Revision as of 22:32, 13 February 2025 by Mitsuihisashi14 (talk | contribs) (Solution)

Problem

From an unlimited supply of 1-cent coins, 10-cent coins, and 25-cent coins, Silas wants to find a collection of coins that has a total value of $N$ cents, where $N$ is a positive integer. He uses the so-called greedy algorithm, successively choosing the coin of greatest value that does not cause the value of his collection to exceed $N.$ For example, to get 42 cents, Silas will choose a 25-cent coin, then a 10-cent coin, then 7 1-cent coins. However, this collection of 9 coins uses more coins than necessary to get a total of 42 cents; indeed, choosing 4 10-cent coins and 2 1-cent coins achieves the same total value with only 6 coins. In general, the greedy algorithm succeeds for a given $N$ if no other collection of 1-cent, 10-cent, and 25-cent coins gives a total value of $N$ cents using strictly fewer coins than the collection given by the greedy algorithm. Find the number of values of $N$ between $1$ and $1000$ inclusive for which the greedy algorithm succeeds.

Solution 1

First, we note that everything N <= 25 works.

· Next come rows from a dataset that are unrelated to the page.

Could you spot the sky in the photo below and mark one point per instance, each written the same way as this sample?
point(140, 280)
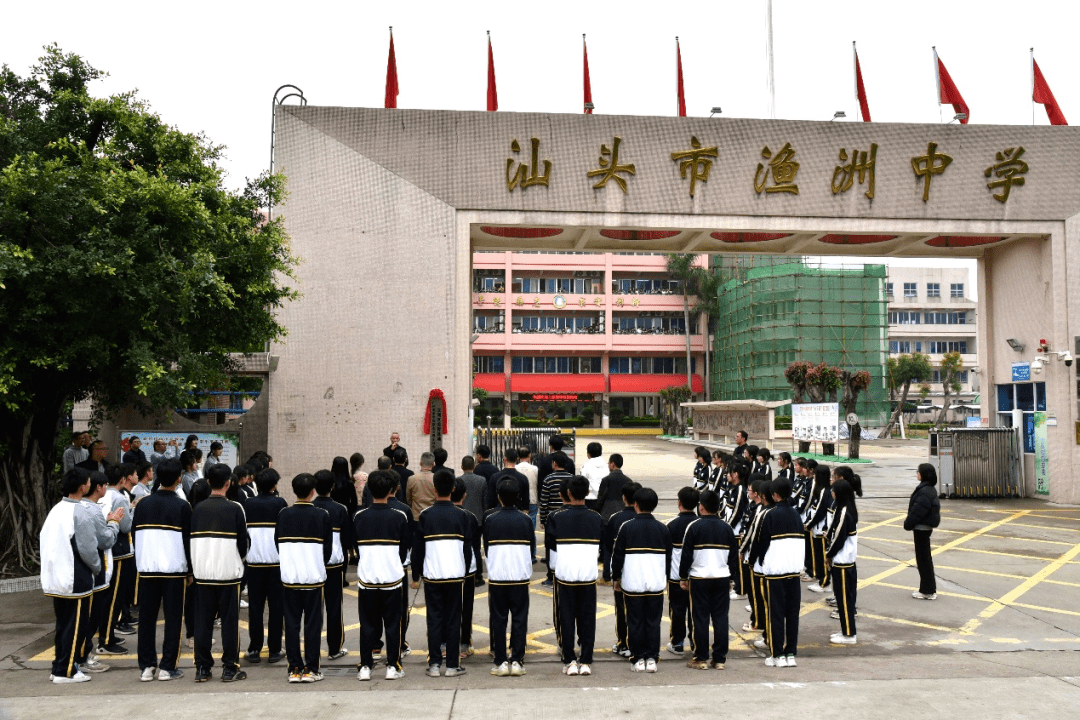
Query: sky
point(213, 67)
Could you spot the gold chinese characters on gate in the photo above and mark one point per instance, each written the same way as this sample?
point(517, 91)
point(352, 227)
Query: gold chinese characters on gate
point(775, 172)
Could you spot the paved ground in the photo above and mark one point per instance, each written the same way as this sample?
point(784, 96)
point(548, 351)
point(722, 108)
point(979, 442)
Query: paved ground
point(1002, 640)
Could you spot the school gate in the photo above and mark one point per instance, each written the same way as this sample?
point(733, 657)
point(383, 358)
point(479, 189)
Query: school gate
point(386, 207)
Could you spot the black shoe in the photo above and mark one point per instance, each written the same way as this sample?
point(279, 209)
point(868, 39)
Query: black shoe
point(232, 674)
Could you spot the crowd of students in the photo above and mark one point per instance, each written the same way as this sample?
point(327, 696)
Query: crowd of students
point(116, 549)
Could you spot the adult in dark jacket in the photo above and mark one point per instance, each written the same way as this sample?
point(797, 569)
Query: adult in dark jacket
point(923, 515)
point(609, 497)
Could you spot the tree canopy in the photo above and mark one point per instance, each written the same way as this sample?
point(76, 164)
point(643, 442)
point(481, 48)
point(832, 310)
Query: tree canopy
point(127, 270)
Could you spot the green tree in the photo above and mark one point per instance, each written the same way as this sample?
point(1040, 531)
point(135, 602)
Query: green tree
point(127, 271)
point(950, 366)
point(903, 371)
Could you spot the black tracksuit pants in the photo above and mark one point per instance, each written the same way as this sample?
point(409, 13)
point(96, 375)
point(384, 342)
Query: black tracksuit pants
point(154, 595)
point(72, 614)
point(846, 587)
point(265, 592)
point(443, 600)
point(782, 620)
point(678, 612)
point(213, 600)
point(334, 597)
point(643, 624)
point(380, 608)
point(575, 608)
point(710, 602)
point(304, 611)
point(510, 601)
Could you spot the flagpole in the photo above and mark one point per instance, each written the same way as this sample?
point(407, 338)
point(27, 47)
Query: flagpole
point(768, 52)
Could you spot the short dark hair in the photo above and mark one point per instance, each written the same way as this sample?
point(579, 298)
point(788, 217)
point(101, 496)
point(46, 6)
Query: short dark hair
point(218, 475)
point(646, 500)
point(73, 479)
point(710, 501)
point(688, 498)
point(578, 487)
point(380, 484)
point(508, 491)
point(302, 485)
point(443, 483)
point(324, 481)
point(169, 472)
point(459, 490)
point(266, 480)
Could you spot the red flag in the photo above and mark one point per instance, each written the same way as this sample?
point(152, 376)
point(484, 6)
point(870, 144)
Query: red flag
point(391, 100)
point(860, 90)
point(682, 95)
point(589, 84)
point(1041, 94)
point(947, 94)
point(493, 96)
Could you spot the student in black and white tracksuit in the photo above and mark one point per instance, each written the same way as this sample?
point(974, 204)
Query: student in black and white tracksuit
point(264, 569)
point(780, 549)
point(333, 596)
point(572, 538)
point(815, 524)
point(162, 528)
point(383, 539)
point(610, 530)
point(511, 546)
point(442, 553)
point(840, 555)
point(640, 566)
point(305, 540)
point(218, 546)
point(707, 558)
point(678, 599)
point(69, 560)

Starting from 25-29, the greedy algorithm will choose the 25 big coin and it won't cause any problems.

From 30-34, The greedy algorithm will select the 25 coin with 5 1-cent to approach to 30, whilst the optimal solution is to use 3 10-cent. This problem would be resolved from 35-39, as the greedy can select 25 + 10-cent to match the optimal solution.

From 40-44, the same problem occurs again. The algorithm will choose 25 + 10 + 5*1 to approach 40, whilst it could be solved by using 4 * 10 cent.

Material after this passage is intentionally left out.